Pearl Couscous Salad with Crabmeat
Cooking with wine is a must! Start by pouring a glass of Rosé to enjoy while you’re cooking this delicious meal…
2c uncooked Israeli pearl couscous
1/4 c finely chopped carrot
1/4 c finely chopped celery
1/4 c finely chopped red pepper
1/4 c chopped basil
2T chopped parsley
1T chopped oregano
1T chopped chives
3/4 cup extra virgin olive oil
1/4 cup freshly squeezed lemon juice
salt and pepper to taste
8 oz jumbo lump crabmeat
Cook the 2 cups of couscous in salted water until tender, drain, cool, and add to a large mixing bowl. Add in all the other ingredients, vegetables, herbs, oil and lemon juice, and mix until evenly blended. Season with salt and pepper. Gently toss in the crabmeat, being careful not to break up the lovely lumps of crabmeat. Serve at room temperature, or chilled for a picnic or beach date with a glass of Cuvee Lampe de Meduse Rosé!
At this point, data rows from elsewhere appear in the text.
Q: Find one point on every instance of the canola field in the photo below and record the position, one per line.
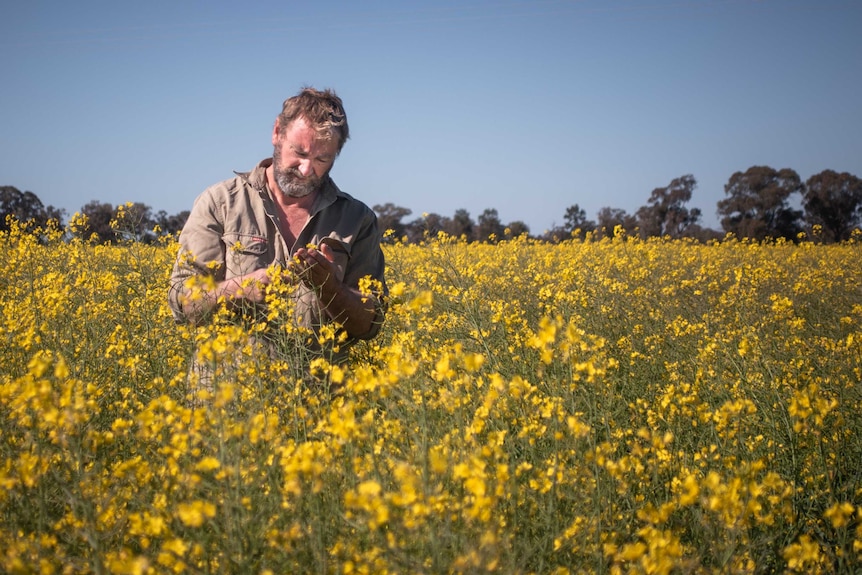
(614, 406)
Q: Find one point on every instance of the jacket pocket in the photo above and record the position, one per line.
(245, 253)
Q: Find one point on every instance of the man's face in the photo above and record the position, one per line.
(301, 158)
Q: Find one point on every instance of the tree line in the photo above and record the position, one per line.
(758, 204)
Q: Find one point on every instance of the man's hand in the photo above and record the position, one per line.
(316, 267)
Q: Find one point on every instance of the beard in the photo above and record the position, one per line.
(290, 181)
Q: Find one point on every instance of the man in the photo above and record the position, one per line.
(286, 218)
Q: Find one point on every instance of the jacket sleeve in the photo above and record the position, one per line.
(201, 251)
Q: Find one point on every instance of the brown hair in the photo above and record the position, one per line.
(322, 109)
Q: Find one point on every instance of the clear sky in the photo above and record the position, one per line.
(524, 107)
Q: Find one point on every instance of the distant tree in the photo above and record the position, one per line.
(98, 227)
(136, 223)
(173, 224)
(757, 205)
(517, 228)
(665, 213)
(489, 228)
(461, 225)
(25, 207)
(389, 217)
(833, 201)
(608, 219)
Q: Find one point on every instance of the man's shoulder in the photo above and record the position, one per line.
(241, 184)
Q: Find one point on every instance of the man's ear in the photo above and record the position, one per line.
(275, 130)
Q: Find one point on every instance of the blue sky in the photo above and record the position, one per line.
(524, 107)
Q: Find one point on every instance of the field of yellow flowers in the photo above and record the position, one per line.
(613, 406)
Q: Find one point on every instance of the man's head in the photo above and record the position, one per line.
(322, 110)
(308, 135)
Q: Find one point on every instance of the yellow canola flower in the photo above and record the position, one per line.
(195, 513)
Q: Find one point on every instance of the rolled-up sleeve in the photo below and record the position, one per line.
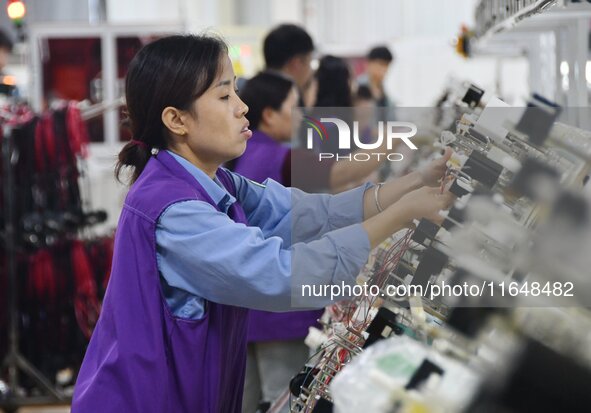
(202, 251)
(296, 216)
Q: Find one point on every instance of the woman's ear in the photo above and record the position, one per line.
(174, 120)
(268, 116)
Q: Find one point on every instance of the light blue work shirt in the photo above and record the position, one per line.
(204, 255)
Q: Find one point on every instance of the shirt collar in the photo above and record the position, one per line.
(213, 187)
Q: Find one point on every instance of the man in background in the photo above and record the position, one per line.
(379, 60)
(288, 50)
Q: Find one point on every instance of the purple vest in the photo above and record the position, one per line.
(264, 158)
(141, 358)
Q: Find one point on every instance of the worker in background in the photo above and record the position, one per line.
(7, 82)
(379, 60)
(288, 50)
(276, 350)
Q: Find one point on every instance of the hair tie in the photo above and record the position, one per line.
(139, 143)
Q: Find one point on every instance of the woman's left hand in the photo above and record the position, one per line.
(432, 173)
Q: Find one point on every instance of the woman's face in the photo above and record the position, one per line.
(219, 131)
(287, 117)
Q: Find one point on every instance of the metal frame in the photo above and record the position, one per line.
(548, 38)
(108, 33)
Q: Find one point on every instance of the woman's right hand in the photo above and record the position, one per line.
(425, 202)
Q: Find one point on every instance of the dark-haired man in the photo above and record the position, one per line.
(379, 60)
(288, 49)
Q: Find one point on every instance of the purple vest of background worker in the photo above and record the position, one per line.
(141, 358)
(265, 158)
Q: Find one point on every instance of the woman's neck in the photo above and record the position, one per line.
(208, 168)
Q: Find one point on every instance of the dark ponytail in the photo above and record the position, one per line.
(172, 71)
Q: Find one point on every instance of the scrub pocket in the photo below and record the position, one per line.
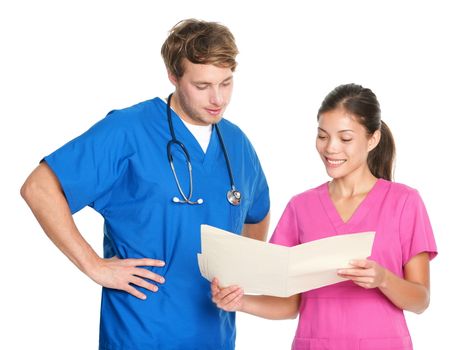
(310, 344)
(400, 343)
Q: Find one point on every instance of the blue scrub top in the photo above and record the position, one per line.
(119, 167)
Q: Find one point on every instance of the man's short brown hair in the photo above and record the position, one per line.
(199, 42)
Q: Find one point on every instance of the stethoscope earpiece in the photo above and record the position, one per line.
(233, 195)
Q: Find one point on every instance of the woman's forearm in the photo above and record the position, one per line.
(406, 295)
(273, 308)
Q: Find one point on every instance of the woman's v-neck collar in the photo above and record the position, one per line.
(360, 212)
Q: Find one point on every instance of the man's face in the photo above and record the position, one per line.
(202, 93)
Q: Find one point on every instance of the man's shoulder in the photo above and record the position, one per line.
(137, 114)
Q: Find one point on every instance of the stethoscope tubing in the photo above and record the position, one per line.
(233, 195)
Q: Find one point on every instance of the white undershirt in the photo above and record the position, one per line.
(202, 133)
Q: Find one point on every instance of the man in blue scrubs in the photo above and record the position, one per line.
(153, 294)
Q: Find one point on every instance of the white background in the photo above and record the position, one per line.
(65, 64)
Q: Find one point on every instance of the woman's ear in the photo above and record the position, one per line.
(374, 139)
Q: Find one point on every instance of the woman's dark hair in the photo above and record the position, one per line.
(363, 104)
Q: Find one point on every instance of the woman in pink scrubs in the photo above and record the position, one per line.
(365, 312)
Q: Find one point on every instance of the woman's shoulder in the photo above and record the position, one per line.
(399, 189)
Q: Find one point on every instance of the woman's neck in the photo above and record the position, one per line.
(355, 184)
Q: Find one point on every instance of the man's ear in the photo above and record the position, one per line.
(173, 79)
(374, 140)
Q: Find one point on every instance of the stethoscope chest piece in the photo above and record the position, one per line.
(234, 197)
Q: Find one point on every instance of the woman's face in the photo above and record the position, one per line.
(343, 143)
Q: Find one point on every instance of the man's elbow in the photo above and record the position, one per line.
(28, 189)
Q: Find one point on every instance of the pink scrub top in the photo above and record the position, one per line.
(345, 316)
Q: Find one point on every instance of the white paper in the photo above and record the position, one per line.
(270, 269)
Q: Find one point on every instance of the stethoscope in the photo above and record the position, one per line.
(233, 195)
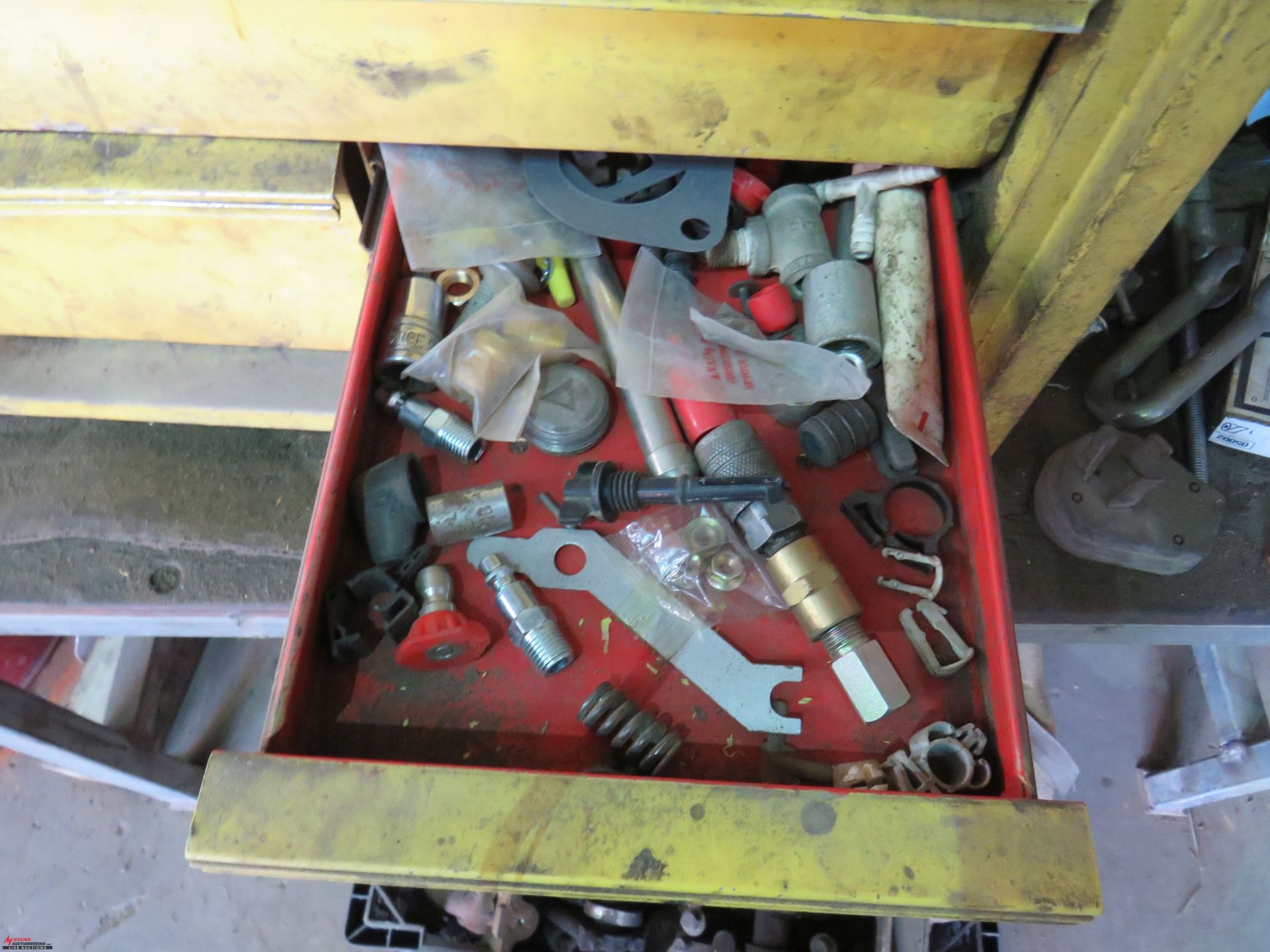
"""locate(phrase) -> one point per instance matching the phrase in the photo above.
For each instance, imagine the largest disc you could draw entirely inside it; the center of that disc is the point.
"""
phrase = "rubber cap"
(698, 416)
(748, 190)
(440, 640)
(773, 309)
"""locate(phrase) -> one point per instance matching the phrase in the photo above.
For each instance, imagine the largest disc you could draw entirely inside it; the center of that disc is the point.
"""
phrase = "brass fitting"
(829, 615)
(812, 587)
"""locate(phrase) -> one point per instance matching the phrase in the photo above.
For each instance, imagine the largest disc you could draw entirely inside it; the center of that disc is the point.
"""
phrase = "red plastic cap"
(748, 190)
(773, 309)
(769, 171)
(698, 416)
(441, 640)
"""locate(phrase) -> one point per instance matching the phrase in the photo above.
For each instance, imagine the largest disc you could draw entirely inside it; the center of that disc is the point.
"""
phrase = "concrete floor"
(98, 869)
(95, 867)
Seared Sea Scallops and Roasted Corn Cream
6 ears fresh corn on the cob
3 c heavy cream fresh sea scallops
salt & pepper
oil for cooking
Without shucking the corn, place it on a baking tray and place it in a 350 degree oven for about 30 minutes. Peel back the husk a bit to check the corn, it should appear plump and shiny, maybe a bit of browning. If not, give it a little more time. When finished roasting, cool the corn, shuck, and remove the kernels. Place the kernels in a saucepot, and cover with the cream. Bring to a boil, then lower to a simmer. Cook for at least 30 minutes, up to 45 minutes. You may add water to re-hydrate the mixture if it becomes too dry. Puree this mixture until smooth. Pass the pureed mixture through a strainer, as fine as you can find. You may need a spoon or ladle to help it pass through. This mixture may be made in advance, and refrigerated up to 5 days.
Heat a saute pan or skillet on medium to high. Arrange the scallops on a plate and make sure they are dry, season lightly with salt and pepper. Add a thin skim of oil to the pan, it should shimmer and smoke a tiny bit. Too much smoke? Discard the oil safely and allow the pan to cool a bit, then try again. Add the scallops gently, with a flat side down. Wait for a distinct golden brown to form all around the scallops, then turn over using a spatula. Continue cooking until your desired doneness. Reheat or spread a bit of the hot corn cream on your plates, then arrange the cooked scallops on top or around the plate, pour your Cuvee Lampe de Meduse Rosé, and enjoy!